October 09, 2009

The English Class


FIRST MAN: Hey, aren’t we all in the same English course ?

FIRST WOMAN: Oh yeah. How’s it going?

FIRST MAN: Not bad—except I sometimes have trouble with my grammar, isn’t it? I mean, sometimes I perfect but other times I don’t, won’t they?

SECOND MAN: See, I’m alright with my grammar. My problem is spelling. I can’t spell to save my loaf.


SECOND MAN: Yeah. I have to rely on the spell chalk on my compluter.

FIRST WOMAN: Well, you know, look at it this way. You can lead a horse to water, but you can’t eat it too. You know what I’m saying?

SECOND MAN: No, no, not really.

FIRST MAN: Oh, I think that she sometimes has trouble mixing metaphors, aren’t she?

FIRST WOMAN: Yeah. Sorry you guys, I’m always crying over spilt chickens before they’re hatched.

SECOND WOMAN: It’s alright for you all, I’ve got a very small vocabulary.

THIRD MAN: What’s that like?

SECOND WOMAN: It’s alright for you all, I’ve got a very small vocabulary.

THIRD MAN: That’s OK—I have problems with my emphasis.

FIRST WOMAN: Your emphasis?

THIRD MAN: Yes, my emphasis on different parts of the sentences. In my job that can cause a lot of awkwardness.

SECOND MAN: What do you do?

THIRD MAN: I’m a speech therapist.

SECOND MAN: A peach therapist that can’t spike priperly.
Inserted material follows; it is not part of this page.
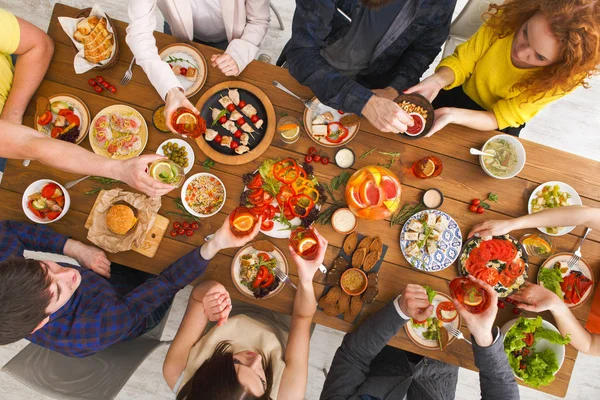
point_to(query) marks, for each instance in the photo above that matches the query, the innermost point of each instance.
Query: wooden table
(462, 179)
Surprised your boss hasn’t sucked you.

SECOND WOMAN: It’s alright for you all, I’ve got a very small vocabulary.

THIRD MAN: Can I make a suggestion? Why don’t you purchase a dictionary—you’ll save yourself a lot of embarrassment.

FIRST MAN: I’ll tell you what. Why doesn’t we all try studying together, isn’t it? How doesn’t next week sound, didn’t we?

SECOND MAN: Grape idea.

THIRD MAN: Fabulous.

FIRST WOMAN: Yeah, you give ‘em an inch, it’s worth two in the bush.

SECOND WOMAN: It’s alright for you all, I’ve got …

ALL: Shut up!

FIRST MAN: Isn’t it!


Rachel Cotterill said...

Hehe :) Fortunately I've never seen an English class like that!

Jess said...

haha! Very funny!

French Fancy said...

I've always thought how simple the English language was when compared to French but maybe it's not - all those metaphors!

angus said...

So, the English classes are going well then, innit:)

Jenni Jiggety said...


English is hard!

Erin P said...

Hilarious, and I bet particularly so in your line of work. I'm in an Italian class now, so I sooo get it!

Polly-Vous Francais said...

Hilarious! And side-splitting for anyone who has taught ESL. Or maybe it makes us cry. Didn't we?

Barbara said...

Hi Dedene,

That is sooo funny !! Well done.
I enjoyed that very much ;)

Happy Monday to you.

Shanster said...

Who's on first?

Berowne said...

Great scene. Somehow it reminded me of my trip on a ship back from Indonesia years ago. There was a native barber on board so I had a haircut.

I made a trenchant comment on the then desperate world situation and he replied, "Yeah, well, that's the way it goes."


I later made another equally forceful remark and he replied with exactly the same words.

I decided to test him. I mentioned some ridiculout scheme involving the murder of my father-in-law and sure enough, he coughed up the exact same line.

He knew no English, but someone had taught him one phrase, coached him till he pronounced it correctly, and probably assured him it would fit almost any situation. It seems to have worked.